Interoperability has long seemed like a mythical, uncatchable dragon. But, thanks to parallel efforts to get disparate health information technology systems to speak with one another and exchange information, this elusive, yet essential, component of health care reform might finally become a reality.

The Office of the National Coordinator for Health Information Technology is spearheading the push nationally, and unveiled a draft version of a 10-year road map to reach interoperability, with milestones in three and six years. Despite the recent departure of ONC head Karen DeSalvo, industry experts expect the office to maintain its support of the road map.

ONC hopes that the final document will describe the detailed path toward the future state of health care and pinpoint what actions must be taken by whom to get there, says Erica Galvez, interoperability portfolio manager. If all goes smoothly, there should be a version released for public comment in January, with a final version out in March. Galvez stresses that this will be an ongoing process over the coming years, with the document constantly shifting. She believes 10 years is a realistic and reachable endpoint.
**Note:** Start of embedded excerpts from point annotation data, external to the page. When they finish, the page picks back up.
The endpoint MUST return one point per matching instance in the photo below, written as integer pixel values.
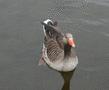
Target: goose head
(68, 40)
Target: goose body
(57, 52)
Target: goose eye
(65, 40)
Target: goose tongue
(71, 42)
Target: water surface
(21, 38)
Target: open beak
(71, 42)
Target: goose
(58, 48)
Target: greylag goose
(58, 48)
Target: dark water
(21, 39)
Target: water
(21, 38)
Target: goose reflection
(67, 76)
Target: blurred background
(21, 38)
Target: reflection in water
(67, 77)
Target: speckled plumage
(55, 53)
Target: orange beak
(71, 42)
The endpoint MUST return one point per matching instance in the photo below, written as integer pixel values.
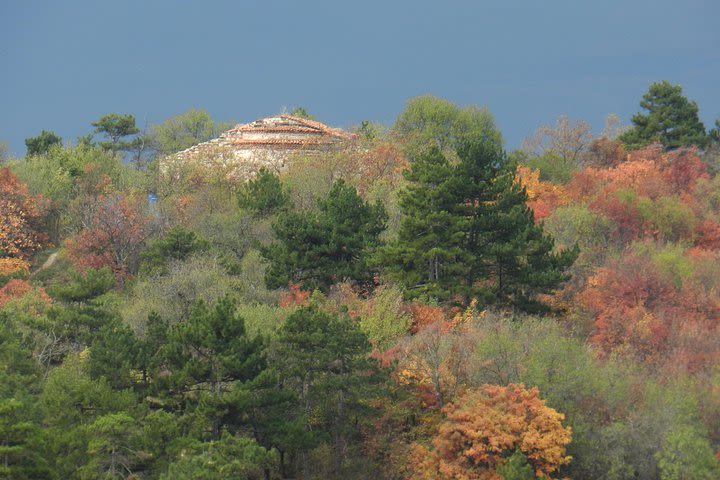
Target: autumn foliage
(20, 214)
(113, 238)
(485, 426)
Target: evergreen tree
(207, 354)
(41, 144)
(427, 258)
(115, 127)
(327, 245)
(468, 233)
(264, 194)
(322, 358)
(671, 119)
(510, 259)
(178, 244)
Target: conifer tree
(671, 119)
(326, 245)
(427, 258)
(467, 233)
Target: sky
(64, 64)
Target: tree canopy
(671, 119)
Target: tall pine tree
(467, 233)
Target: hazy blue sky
(66, 63)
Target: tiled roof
(283, 132)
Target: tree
(687, 454)
(41, 144)
(117, 230)
(322, 358)
(20, 214)
(671, 119)
(484, 426)
(178, 244)
(567, 140)
(264, 194)
(327, 245)
(467, 232)
(183, 131)
(430, 121)
(208, 353)
(428, 255)
(514, 257)
(115, 127)
(228, 457)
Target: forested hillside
(422, 305)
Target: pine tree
(510, 259)
(327, 245)
(427, 257)
(467, 233)
(208, 354)
(322, 358)
(671, 119)
(264, 194)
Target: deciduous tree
(484, 427)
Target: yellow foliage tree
(485, 426)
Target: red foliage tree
(20, 214)
(113, 238)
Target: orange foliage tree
(543, 197)
(19, 217)
(660, 305)
(113, 238)
(484, 427)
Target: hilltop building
(270, 142)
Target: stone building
(270, 142)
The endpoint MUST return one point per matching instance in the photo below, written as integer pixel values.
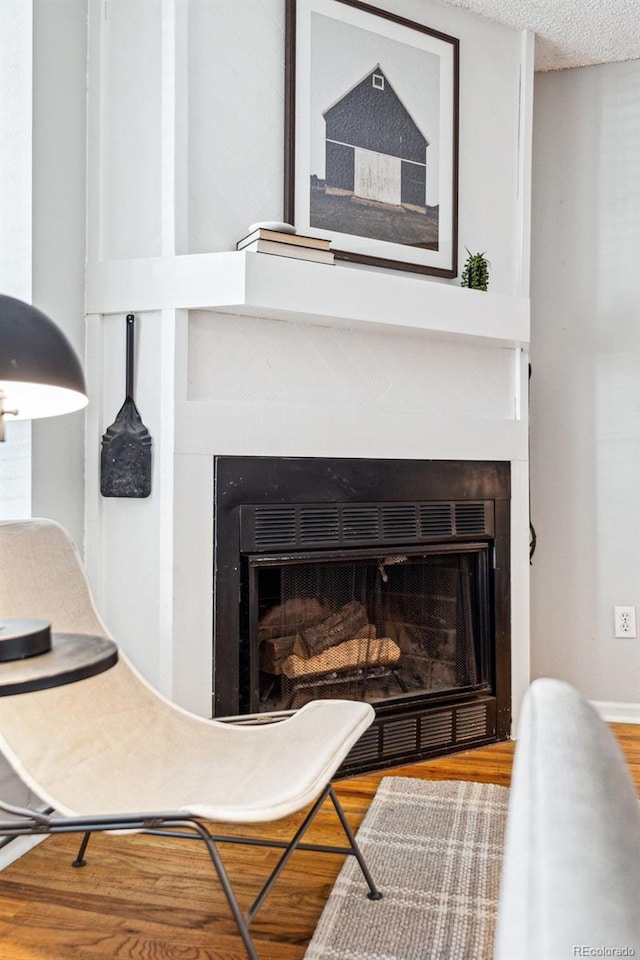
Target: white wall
(59, 137)
(585, 390)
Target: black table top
(73, 657)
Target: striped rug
(435, 851)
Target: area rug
(434, 849)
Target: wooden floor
(145, 898)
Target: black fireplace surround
(379, 580)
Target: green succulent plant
(476, 271)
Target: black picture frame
(355, 140)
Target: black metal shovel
(125, 463)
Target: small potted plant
(476, 271)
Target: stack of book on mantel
(284, 244)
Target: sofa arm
(570, 883)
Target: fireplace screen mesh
(374, 628)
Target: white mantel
(284, 288)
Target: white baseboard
(17, 848)
(617, 712)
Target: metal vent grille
(436, 730)
(400, 736)
(471, 723)
(421, 734)
(275, 526)
(361, 522)
(400, 522)
(367, 749)
(319, 523)
(292, 525)
(436, 520)
(470, 518)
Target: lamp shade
(40, 373)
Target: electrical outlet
(625, 621)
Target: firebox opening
(401, 625)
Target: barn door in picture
(377, 176)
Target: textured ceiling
(569, 33)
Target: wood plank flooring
(148, 898)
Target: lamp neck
(3, 413)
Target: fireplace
(378, 580)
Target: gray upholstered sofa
(571, 877)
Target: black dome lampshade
(40, 373)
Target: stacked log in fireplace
(409, 630)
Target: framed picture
(371, 135)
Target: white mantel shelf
(300, 291)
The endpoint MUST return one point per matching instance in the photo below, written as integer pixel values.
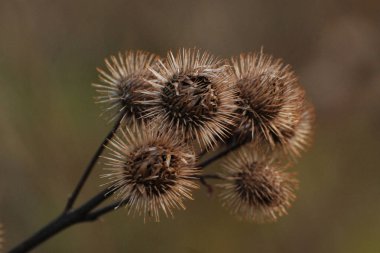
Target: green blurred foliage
(49, 126)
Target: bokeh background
(50, 127)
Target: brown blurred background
(50, 127)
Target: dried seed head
(120, 86)
(193, 96)
(256, 189)
(299, 137)
(152, 171)
(270, 100)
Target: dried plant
(270, 100)
(121, 86)
(257, 188)
(166, 109)
(192, 95)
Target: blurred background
(50, 127)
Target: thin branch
(90, 166)
(204, 182)
(219, 154)
(85, 212)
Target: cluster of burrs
(177, 111)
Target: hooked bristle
(270, 100)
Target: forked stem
(90, 166)
(88, 211)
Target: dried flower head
(299, 137)
(152, 171)
(256, 189)
(270, 100)
(193, 96)
(120, 86)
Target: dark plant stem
(90, 166)
(87, 212)
(219, 154)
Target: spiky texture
(152, 171)
(270, 100)
(120, 86)
(193, 96)
(299, 137)
(256, 189)
(1, 237)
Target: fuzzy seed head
(299, 137)
(256, 189)
(121, 85)
(193, 96)
(152, 171)
(270, 100)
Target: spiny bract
(120, 87)
(256, 189)
(152, 171)
(270, 100)
(193, 96)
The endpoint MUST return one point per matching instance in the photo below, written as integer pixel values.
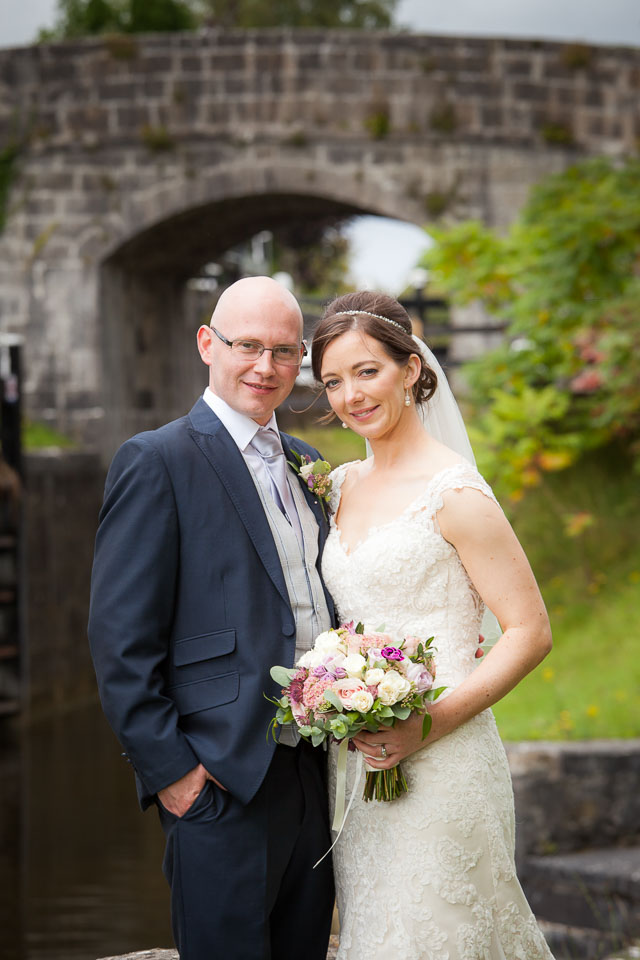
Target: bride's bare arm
(500, 571)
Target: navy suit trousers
(242, 881)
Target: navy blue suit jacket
(189, 607)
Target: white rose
(328, 642)
(393, 688)
(354, 664)
(310, 659)
(373, 677)
(362, 701)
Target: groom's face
(254, 387)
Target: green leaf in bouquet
(426, 725)
(282, 675)
(333, 699)
(339, 727)
(401, 712)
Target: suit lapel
(288, 446)
(228, 463)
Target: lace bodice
(430, 876)
(422, 588)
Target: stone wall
(141, 158)
(573, 795)
(63, 497)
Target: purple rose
(295, 691)
(418, 674)
(392, 653)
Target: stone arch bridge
(128, 162)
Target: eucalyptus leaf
(333, 699)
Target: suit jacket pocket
(203, 647)
(202, 694)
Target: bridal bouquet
(352, 680)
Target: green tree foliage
(77, 18)
(566, 281)
(358, 14)
(80, 18)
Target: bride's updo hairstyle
(380, 317)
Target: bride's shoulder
(460, 475)
(338, 476)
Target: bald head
(261, 310)
(255, 297)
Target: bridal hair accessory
(366, 313)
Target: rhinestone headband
(377, 316)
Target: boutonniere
(315, 476)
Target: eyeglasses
(288, 354)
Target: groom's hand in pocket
(178, 796)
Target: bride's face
(365, 387)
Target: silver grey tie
(267, 443)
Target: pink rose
(345, 690)
(418, 674)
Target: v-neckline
(375, 528)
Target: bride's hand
(399, 741)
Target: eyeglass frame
(229, 343)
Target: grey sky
(383, 253)
(600, 21)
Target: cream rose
(393, 688)
(355, 665)
(345, 690)
(362, 701)
(373, 677)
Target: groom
(205, 575)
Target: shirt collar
(241, 428)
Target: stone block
(573, 792)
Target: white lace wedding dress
(429, 876)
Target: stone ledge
(159, 954)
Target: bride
(418, 543)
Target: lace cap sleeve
(458, 477)
(337, 479)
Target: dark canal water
(80, 865)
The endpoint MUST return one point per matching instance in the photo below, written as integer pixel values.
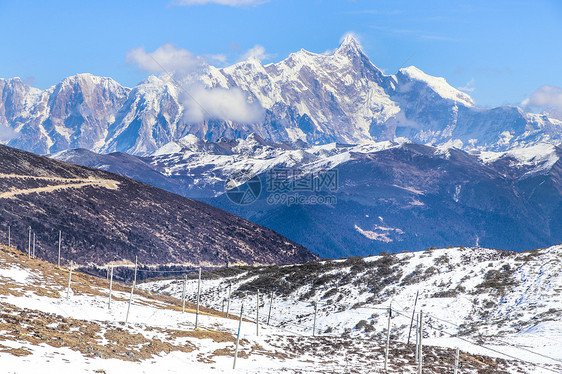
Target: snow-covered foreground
(495, 303)
(43, 330)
“Achieving even the three-year goal will require unprecedented collaboration across the health IT ecosystem,” Galvez says. “What we’ve described at three, six and 10 years is absolutely possible. We tried to strike a clear balance between ambition and being realistic. But that will mean the whole spectrum of health IT users will have to work together. Health care companies, she says, will have to shift mindsets, competing based on quality and value rather than “holding someone’s data hostage.”

Some, however, are concerned that a long timeline in a rapidly evolving field might mean that today’s gold standard will be obsolete quickly, says Dan Haley, vice president of government and regulatory affairs for tech provider Athena Health. He hopes that the government focuses on outcomes, rather than mechanisms, and believes that consumers are already driving change.

Getting everyone started toward interoperability is not easy. As recently as about six months ago, St. Joseph’s Hospital Health Center in Syracuse, N.Y., was exchanging records mostly via fax machine to providers. But after adopting a Surescripts clinical messaging service, it’s electronically exchanging care documents, says Charles Fennell, chief information officer. Fennell says the change is a step in the right direction, and essential for newer payer contracts. “We need to move faster as an industry, and the changes in the delivery model that are being thrust upon us are going to necessitate that we do this quicker,” he says.